C. Pipeline processing
The pipeline process is integrated into the architectural design as a cloud-based microservice developed using Python's Flask web framework. This microservice acts as the backend for automating the entire workflow which supports a full cycle of news collection and extraction, summarization, sentiment analysis, and distribution of reports capable of handling end-to-end processing for automated news analysis, making it a powerful tool for real-time information retrieval and to create structured reports as outlined below.
1) Data Collection and Extraction
The data collection and extraction process begins with a cloud-based microservice that uses the GoogleNews and Newspaper4k libraries for comprehensive news scraping and content retrieval. GoogleNews enables keyword-based searches [7] based on user-defined criteria such as region and time period, efficiently gathering URLs for news articles related to specific topics.

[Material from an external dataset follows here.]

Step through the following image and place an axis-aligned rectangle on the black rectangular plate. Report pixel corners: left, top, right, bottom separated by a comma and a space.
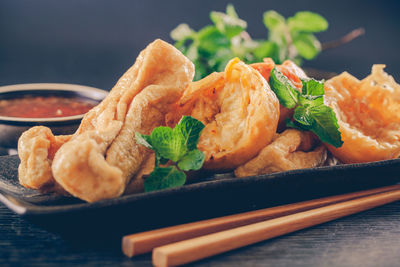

This approach allows users to specify keywords and retrieve a diverse set of articles that align with their preferences, ensuring a rich dataset of relevant news content. Once URLs are collected, Newspaper4k processes each link to scrape the full text, metadata, and other relevant details, while performing essential cleaning tasks like removing HTML tags and handling special characters. This ensures that the data is prepared for further NLP tasks, such as summarization and sentiment analysis, by providing well-structured and clean content. After extraction, the raw news content is stored in a Pandas DataFrame, a structured format ideal for efficient management and future processing. Each row in the DataFrame represents a news article, with columns for the title, media source, timestamp, description, and link, creating a reliable storage system for subsequent steps in the pipeline. This setup not only facilitates efficient data management but also allows for custom configurations, enabling targeted news collection based on user preferences for specific regions and time periods. The combined use of GoogleNews and Newspaper4k libraries supports an automated, flexible, and scalable data collection process, forming the foundation for downstream NLP tasks in the application.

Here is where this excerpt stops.